I've made a lot of people angry in my career as a critic. They fire off unflattering missives. They lambaste me on social media. One troll threatened bodily harm in the comments section of a review.
Back in the old days of blogs, Harvey Fierstein, furious at my pan of the Broadway-bound musical "A Catered Affair," thundered on his MySpace page: "He dismissed our show before ever entering the theater. I think his newspaper should do likewise with his contract."
Fourteen years later, I'm still here. As for "A Catered Affair," which closed shortly after striking out at the Tony Awards, I've seen neither hide nor hair of the show since. Fierstein accused me of hating him, but it's the work I'm evaluating, not the temperament of the creator. I may not have been seduced by the assembly-line sappiness of Fierstein and Cyndi Lauper's musical "Kinky Boots," but I adored the 2010 Broadway revival of "La Cage Aux Folles," which brought a bracing realism to Fierstein's book. And I gave his play "Casa Valentina" a glowing review when it came to Pasadena Playhouse.

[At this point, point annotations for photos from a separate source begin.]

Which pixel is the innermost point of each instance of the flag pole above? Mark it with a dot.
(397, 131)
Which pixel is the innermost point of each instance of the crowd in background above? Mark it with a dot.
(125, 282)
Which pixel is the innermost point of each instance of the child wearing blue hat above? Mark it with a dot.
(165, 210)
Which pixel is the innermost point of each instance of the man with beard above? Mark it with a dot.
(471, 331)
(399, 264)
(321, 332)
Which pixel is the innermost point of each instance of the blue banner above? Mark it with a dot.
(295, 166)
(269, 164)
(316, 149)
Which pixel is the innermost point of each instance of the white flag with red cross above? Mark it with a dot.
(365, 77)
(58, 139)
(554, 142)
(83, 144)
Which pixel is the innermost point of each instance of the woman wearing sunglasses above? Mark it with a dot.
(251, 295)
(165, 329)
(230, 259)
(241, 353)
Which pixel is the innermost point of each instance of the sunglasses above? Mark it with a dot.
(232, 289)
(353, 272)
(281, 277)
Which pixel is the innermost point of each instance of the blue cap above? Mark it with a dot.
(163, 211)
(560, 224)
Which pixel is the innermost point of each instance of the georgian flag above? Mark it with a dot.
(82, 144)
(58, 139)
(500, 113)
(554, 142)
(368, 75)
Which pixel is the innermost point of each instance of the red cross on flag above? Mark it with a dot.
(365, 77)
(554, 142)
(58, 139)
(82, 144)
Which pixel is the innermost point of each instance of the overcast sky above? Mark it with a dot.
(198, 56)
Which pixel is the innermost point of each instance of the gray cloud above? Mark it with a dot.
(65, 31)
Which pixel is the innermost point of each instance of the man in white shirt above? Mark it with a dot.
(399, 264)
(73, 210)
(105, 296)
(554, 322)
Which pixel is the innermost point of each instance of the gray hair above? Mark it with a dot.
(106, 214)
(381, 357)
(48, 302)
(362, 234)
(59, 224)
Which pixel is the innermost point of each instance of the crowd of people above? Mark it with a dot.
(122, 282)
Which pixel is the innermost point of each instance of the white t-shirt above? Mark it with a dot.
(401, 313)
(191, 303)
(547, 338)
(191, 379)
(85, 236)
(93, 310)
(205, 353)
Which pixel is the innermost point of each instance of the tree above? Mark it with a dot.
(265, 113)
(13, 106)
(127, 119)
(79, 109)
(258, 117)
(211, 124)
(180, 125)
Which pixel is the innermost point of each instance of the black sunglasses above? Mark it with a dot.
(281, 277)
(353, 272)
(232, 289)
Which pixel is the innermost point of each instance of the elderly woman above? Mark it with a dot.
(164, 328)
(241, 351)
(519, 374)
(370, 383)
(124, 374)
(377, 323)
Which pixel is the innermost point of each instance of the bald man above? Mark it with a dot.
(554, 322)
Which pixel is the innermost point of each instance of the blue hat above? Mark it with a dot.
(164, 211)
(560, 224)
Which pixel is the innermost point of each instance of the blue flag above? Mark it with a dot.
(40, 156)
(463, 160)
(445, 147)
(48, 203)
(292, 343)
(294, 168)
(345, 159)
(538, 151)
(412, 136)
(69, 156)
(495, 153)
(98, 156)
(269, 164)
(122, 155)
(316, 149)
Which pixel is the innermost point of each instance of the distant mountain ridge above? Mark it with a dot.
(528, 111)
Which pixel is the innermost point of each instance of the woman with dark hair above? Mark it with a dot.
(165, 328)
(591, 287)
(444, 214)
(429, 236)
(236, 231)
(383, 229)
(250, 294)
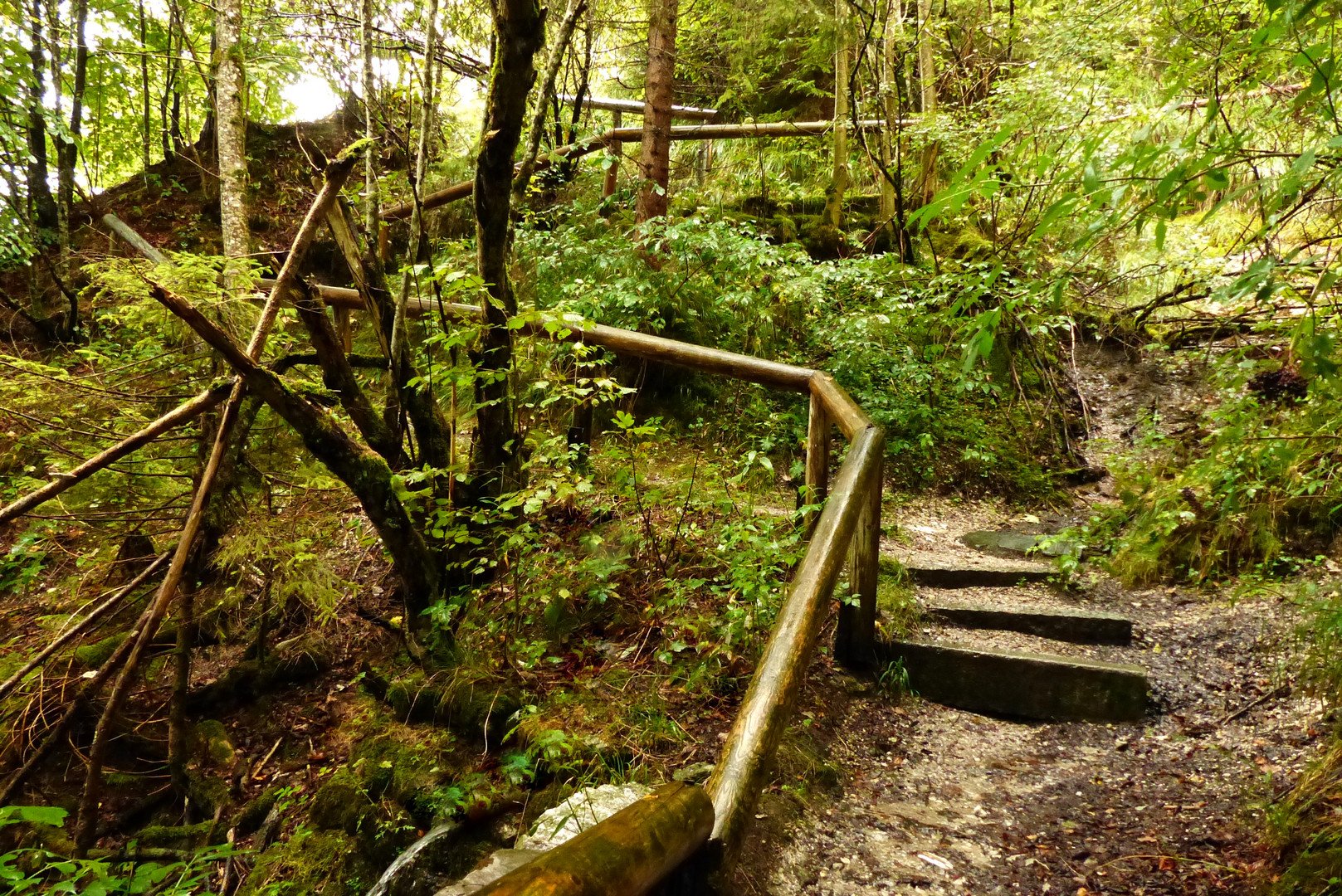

My skin isn't thin, but my memory of conflict is short. If I held grudges, I'd never be able to do my job. And in any case, Fierstein brought me tremendous publicity early in my tenure at the Los Angeles Times. Michael Riedel, the troublemaking Broadway columnist, wrote about the dust-up in the New York Post and then sent me a note of congratulations.
When I sit down to write, I'm not spoiling for a tabloid fight. The only attention I crave is the quiet, reading kind. My personal heroes are writers, not personalities. The quality I admire most in a critic isn't pugnacity but sensibility, delivered in graceful, lucid prose.
But like everyone these days, I've been intensely questioning the purpose of what I do. A pandemic followed by an insurrection will do that to a person. The old normal is dead and not likely to be resurrected, as anyone paying attention to the national reckoning on race provoked by George Floyd's brutal death has already figured out.
Critics have been pondering how to move forward at a time when artists and artistic institutions have been struggling to survive and audiences have fallen out of the habit of leaving the house. Equally daunting is the loss of shared values and traditions. Conflict has fractured our ideal of the collective. Even those classics representing the apogee of aesthetic and moral imagination are considered suspect.
How can any arts critic be expected to navigate these cultural rip currents? For me, the answer lies not in a dilution of criticism but in a strengthening of its truth-seeking mission. We must challenge ourselves to a greater honesty, probing more courageously into the work while separating our perceptions from assumptions and received ideas. Nothing should be taken for granted. No shortcut can save us. Generosity for generosity's sake will only hasten our redundancy.